Table 3. Some good translation outputs from different models across different domains

Besides that, our model however couldn't perform well in some examples below.

En2Vi
    Input: Serum paraquat concentration was determined the effective values in estimating the severity and dead prognosis.
    
    Groundtruth: Xét nghiệm định lượng paraquat huyết tương có giá trị tốt trong chẩn đoán mức độ nặng và tiên lượng tử vong.
    
    M2M100: Nồng độ paraquat huyết thanh đã được xác định các giá trị hiệu quả trong việc ước tính mức độ nghiêm trọng và dự báo tử vong.
    
    Ours (MTet): Nồng độ fructose huyết thanh đã được xác định giá trị hiệu quả trong đánh giá mức độ nặng và tiên lượng tử vong.

Vi2En
    Input: Dị vật đường ăn là một cấp cứu trong lĩnh vực Tai Mũi Họng, kiến thức của quần chúng nhân dân về dị vật đường ăn còn một số hạn chế.
    
    Groundtruth: Foreign body ingestion is an emergency in otology, knowledge of people about foreign bodies ingestion is not enough.
    
    M2M100: Sugar minerals are an emergency in the field of Nose throat, the knowledge of the people's masses of food minerals is some limited.
    
    Ours (MTet): Meal-sugar herniation is an emergency in ENT, knowledge of people about food-sugar herniation is limited.

En2Vi
    Input: Disputes arise not from commercial activities specified in Clause 3, Article 2 of this Ordinance.
    
    Groundtruth: Tranh chấp phát sinh không thuộc hoạt động thương mại được quy định tại khoản 3 Điều 2 của Pháp lệnh này.
    
    M2M100: Tranh chấp không phát sinh từ các hoạt động thương mại quy định tại khoản 3 Điều 2 của Quy định này.
    
    Ours (MTet): Tranh chấp không phát sinh từ hoạt động thương mại quy định tại khoản 3 Điều 2 của Pháp lệnh này.

Vi2En
    Input: Không được sử dụng nguồn vốn sự nghiệp không có tính chất xây dựng cơ bản để đầu tư xây dựng mới, hoặc mở rộng.
    
    Groundtruth: It is forbidden to use the service capital without a capital construction character to invest in new constructions or in expansion.
    
    M2M100: Do not use funds of non-fundamental construction nature for new construction, or expansion investments.
    
    Ours (MTet): Non-business capital sources other than capital construction capital must not be used for investment in new construction, expansion.

En2Vi
    Input: You're the man in the middle, who else would I strong arm?
    
    Groundtruth: Anh là người trung gian, không gây áp lực với anh thì với ai?
    
    M2M100: Bạn là người đàn ông ở giữa, ai khác tôi mạnh tay?
    
    Ours (MTet): Ông là người đàn ông ở giữa, còn ai khác có thể giúp tôi bắn?

Vi2En
    Input: Dân chúng tôi cũng sẽ được hưởng lợi như người của cô từ vụ mùa bội thu
    
    Groundtruth: Our people, as much as yours, will benefit from a good harvest.
    
    M2M100: Our people will benefit as well as yours from the harvest.
    
    Ours (MTet): We will also benefit like your men from the harvest.

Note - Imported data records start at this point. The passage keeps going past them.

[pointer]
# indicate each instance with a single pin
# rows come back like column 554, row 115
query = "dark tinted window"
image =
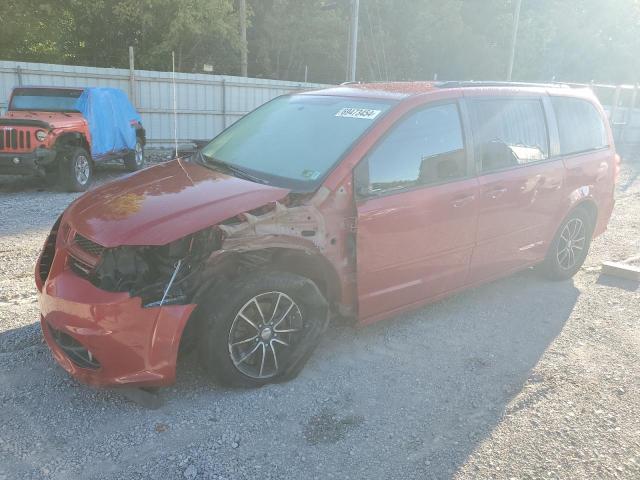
column 508, row 132
column 579, row 124
column 422, row 149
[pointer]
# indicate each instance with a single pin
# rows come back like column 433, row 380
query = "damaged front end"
column 159, row 275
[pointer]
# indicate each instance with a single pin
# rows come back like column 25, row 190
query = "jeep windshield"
column 293, row 141
column 45, row 99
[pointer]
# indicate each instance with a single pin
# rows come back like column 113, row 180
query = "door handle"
column 462, row 201
column 496, row 193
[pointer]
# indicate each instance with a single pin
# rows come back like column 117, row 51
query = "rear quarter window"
column 580, row 125
column 508, row 132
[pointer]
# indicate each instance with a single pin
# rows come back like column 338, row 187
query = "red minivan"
column 363, row 200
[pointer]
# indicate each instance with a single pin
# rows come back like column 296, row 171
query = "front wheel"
column 262, row 328
column 134, row 161
column 569, row 247
column 75, row 170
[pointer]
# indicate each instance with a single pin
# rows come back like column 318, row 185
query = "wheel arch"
column 589, row 206
column 225, row 266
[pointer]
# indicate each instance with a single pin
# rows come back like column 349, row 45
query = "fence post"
column 224, row 104
column 132, row 79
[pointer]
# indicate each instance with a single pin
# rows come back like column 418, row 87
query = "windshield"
column 294, row 141
column 45, row 99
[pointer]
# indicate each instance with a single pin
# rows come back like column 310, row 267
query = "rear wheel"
column 570, row 246
column 75, row 169
column 135, row 160
column 262, row 328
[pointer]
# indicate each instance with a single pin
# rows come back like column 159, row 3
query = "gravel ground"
column 520, row 378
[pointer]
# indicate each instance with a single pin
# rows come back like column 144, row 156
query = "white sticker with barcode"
column 365, row 113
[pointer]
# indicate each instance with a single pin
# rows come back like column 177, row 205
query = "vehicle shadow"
column 414, row 395
column 428, row 386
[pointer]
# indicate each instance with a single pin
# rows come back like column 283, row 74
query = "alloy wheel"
column 571, row 244
column 262, row 333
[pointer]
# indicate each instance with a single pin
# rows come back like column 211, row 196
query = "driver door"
column 417, row 213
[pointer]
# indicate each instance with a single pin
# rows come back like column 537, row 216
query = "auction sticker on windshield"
column 366, row 113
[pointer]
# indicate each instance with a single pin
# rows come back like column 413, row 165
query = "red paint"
column 61, row 123
column 163, row 203
column 411, row 247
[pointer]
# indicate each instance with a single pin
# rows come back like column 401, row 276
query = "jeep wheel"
column 262, row 328
column 76, row 170
column 135, row 160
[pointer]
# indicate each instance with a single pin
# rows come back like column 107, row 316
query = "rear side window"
column 508, row 132
column 425, row 148
column 580, row 125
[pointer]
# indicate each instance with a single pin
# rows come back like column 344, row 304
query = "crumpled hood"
column 164, row 203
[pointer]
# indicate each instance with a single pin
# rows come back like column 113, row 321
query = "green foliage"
column 571, row 40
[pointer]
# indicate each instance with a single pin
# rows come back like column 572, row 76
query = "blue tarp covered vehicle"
column 62, row 131
column 112, row 120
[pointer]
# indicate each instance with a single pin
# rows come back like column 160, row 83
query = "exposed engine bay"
column 160, row 275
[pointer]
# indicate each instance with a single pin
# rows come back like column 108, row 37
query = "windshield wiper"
column 227, row 167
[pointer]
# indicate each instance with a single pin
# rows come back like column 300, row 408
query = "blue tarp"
column 109, row 115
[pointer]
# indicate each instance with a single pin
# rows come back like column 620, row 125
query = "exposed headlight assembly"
column 160, row 275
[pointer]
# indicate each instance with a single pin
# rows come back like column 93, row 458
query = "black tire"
column 75, row 169
column 567, row 252
column 222, row 326
column 134, row 160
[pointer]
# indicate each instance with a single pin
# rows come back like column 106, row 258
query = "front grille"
column 48, row 252
column 86, row 245
column 79, row 267
column 15, row 139
column 77, row 353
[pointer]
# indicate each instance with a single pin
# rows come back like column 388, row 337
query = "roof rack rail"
column 484, row 83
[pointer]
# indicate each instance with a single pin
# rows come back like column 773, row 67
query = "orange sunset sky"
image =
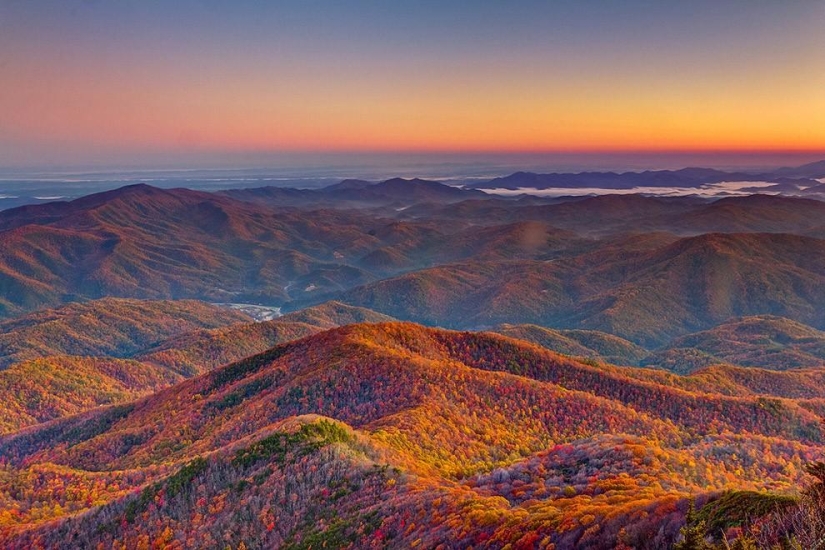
column 82, row 80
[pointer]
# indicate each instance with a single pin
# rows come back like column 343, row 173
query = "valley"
column 404, row 364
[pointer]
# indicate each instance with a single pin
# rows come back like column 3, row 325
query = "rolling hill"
column 45, row 378
column 107, row 327
column 647, row 296
column 581, row 343
column 425, row 437
column 763, row 341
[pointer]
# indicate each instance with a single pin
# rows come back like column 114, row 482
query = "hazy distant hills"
column 764, row 341
column 575, row 265
column 795, row 179
column 646, row 296
column 108, row 327
column 437, row 436
column 65, row 361
column 133, row 411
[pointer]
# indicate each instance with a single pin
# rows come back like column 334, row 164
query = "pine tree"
column 693, row 533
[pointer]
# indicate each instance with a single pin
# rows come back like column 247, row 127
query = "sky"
column 191, row 82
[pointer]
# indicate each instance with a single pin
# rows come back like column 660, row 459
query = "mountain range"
column 445, row 367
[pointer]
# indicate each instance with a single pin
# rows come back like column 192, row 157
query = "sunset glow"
column 83, row 80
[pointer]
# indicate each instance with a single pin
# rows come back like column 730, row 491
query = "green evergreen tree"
column 693, row 533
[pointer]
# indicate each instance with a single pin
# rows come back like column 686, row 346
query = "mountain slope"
column 40, row 390
column 478, row 439
column 198, row 351
column 581, row 343
column 107, row 327
column 764, row 341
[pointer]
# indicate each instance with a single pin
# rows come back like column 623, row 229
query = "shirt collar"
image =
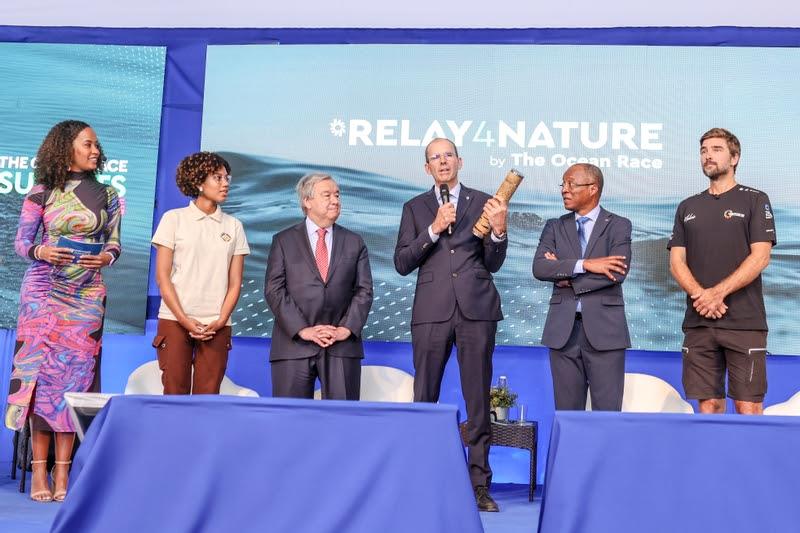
column 200, row 215
column 311, row 228
column 454, row 192
column 593, row 214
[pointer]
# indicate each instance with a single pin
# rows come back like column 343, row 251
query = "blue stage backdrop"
column 116, row 89
column 364, row 113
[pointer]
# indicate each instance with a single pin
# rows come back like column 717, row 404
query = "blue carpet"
column 19, row 514
column 517, row 514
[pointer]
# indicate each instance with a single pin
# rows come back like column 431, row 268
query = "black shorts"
column 707, row 352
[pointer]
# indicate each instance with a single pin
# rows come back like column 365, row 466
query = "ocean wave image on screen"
column 263, row 198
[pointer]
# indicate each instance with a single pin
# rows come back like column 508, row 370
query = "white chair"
column 790, row 407
column 147, row 380
column 383, row 384
column 649, row 394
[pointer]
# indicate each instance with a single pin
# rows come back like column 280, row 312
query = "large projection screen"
column 364, row 113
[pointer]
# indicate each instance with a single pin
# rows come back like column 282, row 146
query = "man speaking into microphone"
column 455, row 301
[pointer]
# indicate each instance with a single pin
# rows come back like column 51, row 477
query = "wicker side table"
column 514, row 435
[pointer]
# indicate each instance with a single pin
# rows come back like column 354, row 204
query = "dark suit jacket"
column 602, row 304
column 457, row 268
column 298, row 297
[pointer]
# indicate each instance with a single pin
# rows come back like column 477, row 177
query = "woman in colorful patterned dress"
column 62, row 299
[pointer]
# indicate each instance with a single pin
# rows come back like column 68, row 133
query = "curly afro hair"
column 55, row 155
column 195, row 168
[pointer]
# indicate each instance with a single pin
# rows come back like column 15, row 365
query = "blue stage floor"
column 19, row 514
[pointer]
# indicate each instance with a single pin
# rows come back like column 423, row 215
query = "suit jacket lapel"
column 431, row 201
column 600, row 226
column 464, row 200
column 570, row 228
column 336, row 254
column 305, row 245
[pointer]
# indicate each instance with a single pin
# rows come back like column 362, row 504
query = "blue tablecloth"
column 613, row 472
column 225, row 464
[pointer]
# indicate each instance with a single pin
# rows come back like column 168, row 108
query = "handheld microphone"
column 444, row 190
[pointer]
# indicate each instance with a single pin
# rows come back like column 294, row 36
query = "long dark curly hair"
column 195, row 168
column 55, row 154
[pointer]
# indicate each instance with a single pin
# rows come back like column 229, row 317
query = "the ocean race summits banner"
column 117, row 90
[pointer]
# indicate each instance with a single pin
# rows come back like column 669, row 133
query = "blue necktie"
column 582, row 233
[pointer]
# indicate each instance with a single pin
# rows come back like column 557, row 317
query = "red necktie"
column 321, row 254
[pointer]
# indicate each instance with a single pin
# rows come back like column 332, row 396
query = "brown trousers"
column 177, row 351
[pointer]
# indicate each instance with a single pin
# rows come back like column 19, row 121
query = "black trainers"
column 484, row 500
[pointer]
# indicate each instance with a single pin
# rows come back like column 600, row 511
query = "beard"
column 714, row 172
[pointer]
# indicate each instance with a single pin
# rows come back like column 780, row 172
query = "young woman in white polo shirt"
column 199, row 265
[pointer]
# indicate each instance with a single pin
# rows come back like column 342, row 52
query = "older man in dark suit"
column 319, row 287
column 585, row 254
column 455, row 301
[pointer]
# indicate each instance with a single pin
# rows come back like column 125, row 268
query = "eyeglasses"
column 571, row 185
column 438, row 157
column 219, row 178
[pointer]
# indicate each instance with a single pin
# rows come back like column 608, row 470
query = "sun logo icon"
column 337, row 127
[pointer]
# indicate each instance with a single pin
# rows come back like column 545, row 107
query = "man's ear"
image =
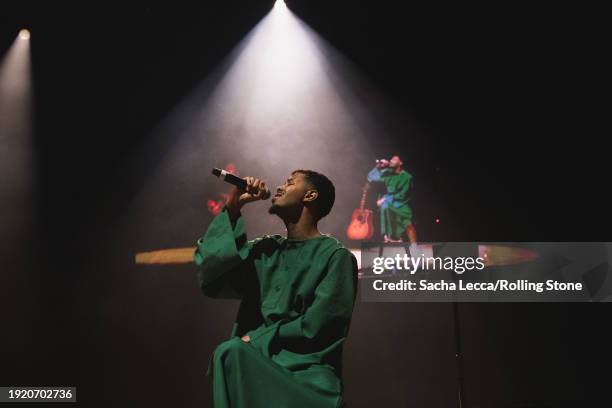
column 311, row 195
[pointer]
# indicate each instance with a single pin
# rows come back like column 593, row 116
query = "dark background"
column 509, row 98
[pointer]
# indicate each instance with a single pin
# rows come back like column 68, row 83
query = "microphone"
column 237, row 181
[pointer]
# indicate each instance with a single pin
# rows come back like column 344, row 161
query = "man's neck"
column 303, row 229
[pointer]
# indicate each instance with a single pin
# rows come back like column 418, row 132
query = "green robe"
column 297, row 301
column 395, row 213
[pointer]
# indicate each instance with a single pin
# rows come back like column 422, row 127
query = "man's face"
column 395, row 162
column 291, row 194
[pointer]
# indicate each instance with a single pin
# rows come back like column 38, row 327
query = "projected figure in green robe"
column 395, row 213
column 297, row 297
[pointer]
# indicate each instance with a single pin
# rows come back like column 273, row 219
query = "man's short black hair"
column 325, row 188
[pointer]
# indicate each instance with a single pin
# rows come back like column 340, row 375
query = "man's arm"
column 402, row 192
column 222, row 254
column 326, row 321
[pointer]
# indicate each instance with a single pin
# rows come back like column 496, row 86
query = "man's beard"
column 273, row 209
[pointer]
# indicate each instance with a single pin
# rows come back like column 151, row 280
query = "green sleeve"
column 402, row 192
column 327, row 319
column 222, row 258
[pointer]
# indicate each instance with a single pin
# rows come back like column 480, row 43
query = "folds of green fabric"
column 296, row 304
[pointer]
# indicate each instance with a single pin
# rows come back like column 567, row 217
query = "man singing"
column 395, row 213
column 297, row 297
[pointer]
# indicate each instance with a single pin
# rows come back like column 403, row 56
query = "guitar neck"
column 363, row 195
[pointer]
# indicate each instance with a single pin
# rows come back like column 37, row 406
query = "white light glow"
column 280, row 5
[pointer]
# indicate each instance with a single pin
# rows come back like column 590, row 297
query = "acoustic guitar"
column 361, row 226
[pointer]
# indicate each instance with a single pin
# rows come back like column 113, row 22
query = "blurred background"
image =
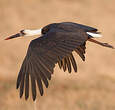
column 92, row 88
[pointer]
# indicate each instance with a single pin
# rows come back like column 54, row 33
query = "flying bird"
column 55, row 44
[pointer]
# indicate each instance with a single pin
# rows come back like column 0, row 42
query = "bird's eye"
column 45, row 30
column 22, row 32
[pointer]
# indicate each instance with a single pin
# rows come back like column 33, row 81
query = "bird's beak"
column 13, row 36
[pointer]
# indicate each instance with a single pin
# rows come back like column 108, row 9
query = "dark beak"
column 13, row 36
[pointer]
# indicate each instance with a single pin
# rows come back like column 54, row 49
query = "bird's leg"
column 100, row 43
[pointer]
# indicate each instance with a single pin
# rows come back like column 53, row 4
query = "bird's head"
column 24, row 33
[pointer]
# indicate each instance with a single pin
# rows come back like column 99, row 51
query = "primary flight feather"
column 55, row 45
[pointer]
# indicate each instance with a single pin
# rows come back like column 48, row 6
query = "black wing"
column 43, row 53
column 75, row 26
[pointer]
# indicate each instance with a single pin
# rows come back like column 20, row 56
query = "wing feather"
column 42, row 55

Table 4. Some bad translation outputs from different models across different domains

Our detailed data statistics can be found here.

Refer to this work

@article{mTet2022,
        author  = {Chinh Ngo, Hieu Tran, Long Phan, Trieu H. Trinh, Hieu Nguyen, Minh Nguyen, Minh-Thang Luong},
        title   = {MTet: Multi-domain Translation for English and Vietnamese},
        journal = {https://github.com/vietai/mTet},
        year    = {2022},
}

Acknowledgement

Special thanks to Đào Lê Dũng, Nguyễn Trần Khang, Như Mai, Sáng Lê for their contributions to our web scraping efforts, and Phan Huy Hoàng, Vũ Trí Hậu for building this landing page.

We would like to thank the Google TPU Research Cloud (TRC) program, Soonson Kwon (Google ML Ecosystem programs Lead) and Ba Ngoc Nguyen (Google Developer Experts in ML) for their support. This project also receives generous support from Cohost.ai, specifically Mr. Kim Cuong Pham, and dataset.vn, for managing and labeling our multi-domain test data. We appreciate the effort of volunteers who refine the multi-domain test dataset: Hàn Thọ Hoà, Trần Viết Đình, Dương Ngọc Doanh, Nguyễn Bùi Thiên Anh, Nguyễn Công Khanh, Triệu Khắc Đức, Trần Thị Lành, Hoàng An, Hữu Doanh, Ngọc Khánh, Trọng Văn, Huỳnh Anh, Thu Huyền.

Thanks to HuggingFace Spaces for the quick support in rolling out a demo version of our robust models to make it easier for people to play with.

References

[1] Doan, L., Nguyen, L.T., Tran, N.L., Hoang, T.Q., & Nguyen, D.Q. (2021). PhoMT: A High-Quality and Large-Scale Benchmark Dataset for Vietnamese-English Machine Translation. In Proceedings of the 2021 Conference on Empirical Methods in Natural Language Processing (EMNLP), pages 4495-4503.

[2] Fan, A., Bhosale, S., Schwenk, H., Ma, Z., El-Kishky, A., Goyal, S., Baines, M., Çelebi, O., Wenzek, G., Chaudhary, V., Goyal, N., Birch, T., Liptchinsky, V., Edunov, S., Grave, E., Auli, M., & Joulin, A. (2021). Beyond English-Centric Multilingual Machine Translation. J. Mach. Learn. Res., 22, 107:1-107:48.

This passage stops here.